In one 1962 incident that is now part of Edwards legend, Armstrong messed up an X-15 descent and flew over the base where he was scheduled to land at a speed of Mach 3 (3200 km/h) and an altitude of 30,480 metres. But he managed to rectify the mistake, turning from above north-eastern Los Angeles back towards Edwards, and executing a high-speed glide to get the plane safely down instants before it would have crashed.

The episode was vintage Armstrong, cool and resourceful, and seemingly without nerves. There would be similar moments later. In 1968, Armstrong was practising for the moon trip on the LLTV, the Lunar Landing Training Vehicle, better known as the "Flying Bedstead", when the craft began to fly out of control at an altitude of just 30 metres. He ejected a second or so before the LLTV smashed into the ground in flames. In typical unflappable fashion, he brushed himself down and went back to his office to do some paperwork.

It was mostly luck that Armstrong was on the Apollo 11 mission, his second actual space flight. An accident or a technical glitch might have altered the timetable; another crew might have found itself heading to the moon. But it was perhaps less accidental that Armstrong was selected to be commander and then designated to be first out on to the lunar surface.

The man himself insists not. "I wasn't chosen to be first. I was just chosen to command that flight. Circumstance put me in that particular role. That wasn't planned by anyone," he maintained in a 2005 interview with CBS television. But was it really a fluke? Perhaps some shrewd individual at NASA realised that the moon landing carried with it more than every man's standard 15 minutes. Armstrong, this wise man may have concluded, would be better able to cope with the lifetime of celebrity ahead than, say, Aldrin - who after his space days lapsed into depression and alcoholism and still attends rehab, and whose latest venture, confided to a New York Times interviewer last month, was a rap session with Snoop Dogg.

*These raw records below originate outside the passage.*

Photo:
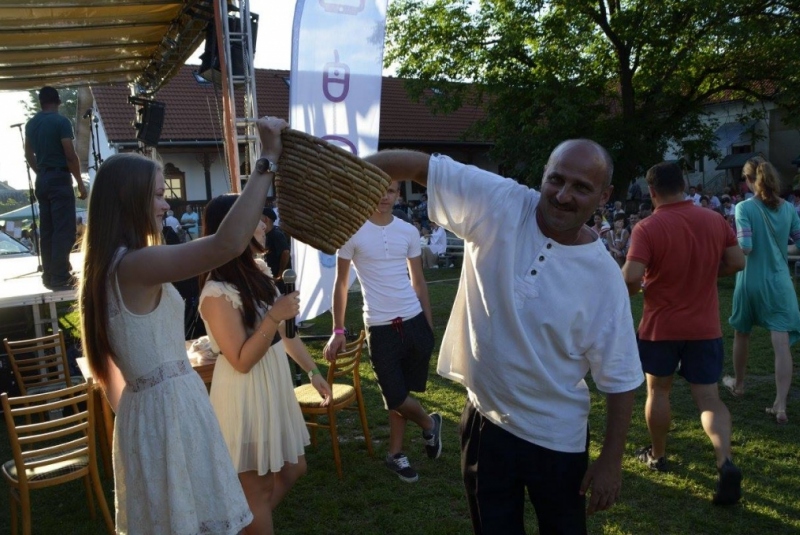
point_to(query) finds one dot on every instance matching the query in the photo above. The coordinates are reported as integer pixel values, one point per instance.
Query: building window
(174, 182)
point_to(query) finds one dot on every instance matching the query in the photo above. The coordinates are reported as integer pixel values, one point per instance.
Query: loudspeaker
(209, 59)
(151, 120)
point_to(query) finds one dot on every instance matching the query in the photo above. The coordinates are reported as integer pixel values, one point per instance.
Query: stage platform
(21, 287)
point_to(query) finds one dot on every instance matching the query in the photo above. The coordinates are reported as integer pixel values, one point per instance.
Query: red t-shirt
(681, 246)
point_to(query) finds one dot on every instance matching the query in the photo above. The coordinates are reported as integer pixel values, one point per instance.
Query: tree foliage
(634, 75)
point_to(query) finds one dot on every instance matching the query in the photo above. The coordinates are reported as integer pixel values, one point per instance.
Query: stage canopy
(69, 43)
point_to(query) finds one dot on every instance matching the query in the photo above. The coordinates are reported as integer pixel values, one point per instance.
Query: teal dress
(764, 293)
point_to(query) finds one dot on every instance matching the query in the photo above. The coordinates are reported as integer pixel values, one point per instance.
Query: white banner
(335, 94)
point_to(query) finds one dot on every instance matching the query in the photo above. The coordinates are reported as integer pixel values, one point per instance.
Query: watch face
(263, 165)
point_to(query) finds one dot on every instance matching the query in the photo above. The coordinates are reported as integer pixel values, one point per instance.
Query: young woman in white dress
(252, 391)
(172, 471)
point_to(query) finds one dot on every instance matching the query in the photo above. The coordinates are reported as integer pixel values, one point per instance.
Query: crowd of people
(523, 333)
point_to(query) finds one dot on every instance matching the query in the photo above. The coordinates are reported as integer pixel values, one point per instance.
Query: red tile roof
(193, 111)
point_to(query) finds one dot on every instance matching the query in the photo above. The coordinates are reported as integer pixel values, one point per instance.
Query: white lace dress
(257, 411)
(172, 471)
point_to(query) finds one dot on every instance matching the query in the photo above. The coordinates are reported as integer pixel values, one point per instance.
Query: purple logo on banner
(344, 141)
(335, 74)
(349, 8)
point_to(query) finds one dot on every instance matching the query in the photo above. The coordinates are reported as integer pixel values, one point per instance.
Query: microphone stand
(98, 160)
(31, 199)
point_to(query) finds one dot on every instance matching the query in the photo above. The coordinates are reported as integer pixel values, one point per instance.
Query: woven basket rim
(325, 193)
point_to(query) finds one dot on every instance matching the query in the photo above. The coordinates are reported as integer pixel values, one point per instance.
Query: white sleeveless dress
(172, 471)
(257, 411)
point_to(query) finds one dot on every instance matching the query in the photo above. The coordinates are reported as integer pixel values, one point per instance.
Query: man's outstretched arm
(402, 164)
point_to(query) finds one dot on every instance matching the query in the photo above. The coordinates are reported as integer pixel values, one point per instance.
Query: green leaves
(633, 75)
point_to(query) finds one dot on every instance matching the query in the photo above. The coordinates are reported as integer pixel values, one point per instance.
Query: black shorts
(400, 355)
(698, 361)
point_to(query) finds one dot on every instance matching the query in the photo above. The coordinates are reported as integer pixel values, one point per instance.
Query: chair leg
(88, 486)
(25, 505)
(362, 412)
(101, 499)
(333, 428)
(14, 520)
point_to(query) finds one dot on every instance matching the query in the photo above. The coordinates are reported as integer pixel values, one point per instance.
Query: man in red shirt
(678, 253)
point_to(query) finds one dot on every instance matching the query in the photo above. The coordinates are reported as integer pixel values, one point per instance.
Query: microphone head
(289, 276)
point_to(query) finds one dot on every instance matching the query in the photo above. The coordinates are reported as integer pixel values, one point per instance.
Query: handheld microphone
(289, 278)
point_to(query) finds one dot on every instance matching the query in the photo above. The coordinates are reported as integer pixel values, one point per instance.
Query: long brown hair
(242, 272)
(767, 185)
(120, 215)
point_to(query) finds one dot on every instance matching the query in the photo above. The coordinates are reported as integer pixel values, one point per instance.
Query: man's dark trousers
(56, 224)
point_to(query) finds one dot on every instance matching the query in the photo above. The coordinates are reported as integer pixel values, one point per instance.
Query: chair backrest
(347, 361)
(55, 441)
(39, 364)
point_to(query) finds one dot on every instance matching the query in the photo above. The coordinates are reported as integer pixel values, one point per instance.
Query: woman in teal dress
(764, 293)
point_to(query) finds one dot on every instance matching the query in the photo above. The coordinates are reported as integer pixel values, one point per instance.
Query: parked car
(11, 248)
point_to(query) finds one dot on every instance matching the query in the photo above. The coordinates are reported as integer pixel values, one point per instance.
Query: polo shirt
(379, 255)
(531, 316)
(45, 131)
(681, 246)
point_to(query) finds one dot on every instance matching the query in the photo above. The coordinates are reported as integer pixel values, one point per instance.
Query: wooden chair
(53, 451)
(40, 364)
(344, 396)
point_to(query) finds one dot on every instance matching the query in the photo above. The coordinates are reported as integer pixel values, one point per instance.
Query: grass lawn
(370, 500)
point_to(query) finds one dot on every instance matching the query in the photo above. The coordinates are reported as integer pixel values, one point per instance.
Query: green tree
(69, 103)
(633, 75)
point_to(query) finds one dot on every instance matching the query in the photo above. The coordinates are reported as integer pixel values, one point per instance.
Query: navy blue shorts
(400, 355)
(698, 361)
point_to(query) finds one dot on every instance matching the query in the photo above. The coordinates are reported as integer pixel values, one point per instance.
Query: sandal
(780, 416)
(730, 383)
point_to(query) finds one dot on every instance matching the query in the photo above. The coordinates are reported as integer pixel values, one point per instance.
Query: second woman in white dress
(252, 391)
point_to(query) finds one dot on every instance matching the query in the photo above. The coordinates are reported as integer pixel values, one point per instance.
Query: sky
(273, 51)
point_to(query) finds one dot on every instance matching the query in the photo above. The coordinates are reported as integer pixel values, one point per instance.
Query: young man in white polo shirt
(525, 329)
(397, 314)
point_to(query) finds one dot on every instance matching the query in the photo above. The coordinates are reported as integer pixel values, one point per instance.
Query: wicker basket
(325, 194)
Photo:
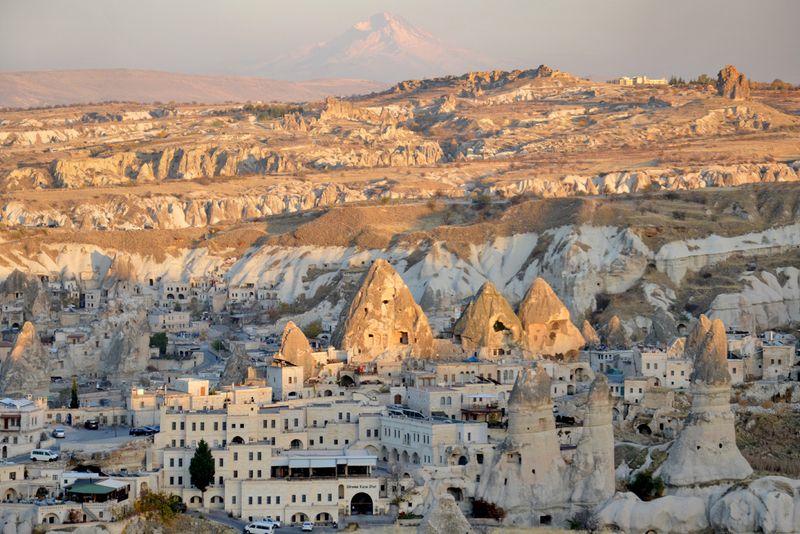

And incontestably, July 20, 1969, changed Armstrong's life forever. In his professional circle, "friends and colleagues all of a sudden looked at us, treated us slightly differently than they had months or years before when we were working together. I never quite understood that," Armstrong told James Hansen, author of the 2005 biography First Man: The Life of Neil A. Armstrong.

For a person instinctively averse to publicity, even worse was to come. The success of the moon mission turned Armstrong, Aldrin and Michael Collins - who flew the orbiting command module - into global heroes and champions of brand America.
Armstrong could have succumbed to the adulation, using celebrity as a springboard for a new career. He could have gone into politics, like his colleagues John Glenn - who represented Ohio for 24 years in the US Senate - and Harrison "Jack" Schmitt, who served a term as senator for New Mexico. He could have become a professional pitchman, an ambassador for NASA, a television talking head. He could have cashed in on the lecture circuit with speeches for tens of thousands of dollars a time.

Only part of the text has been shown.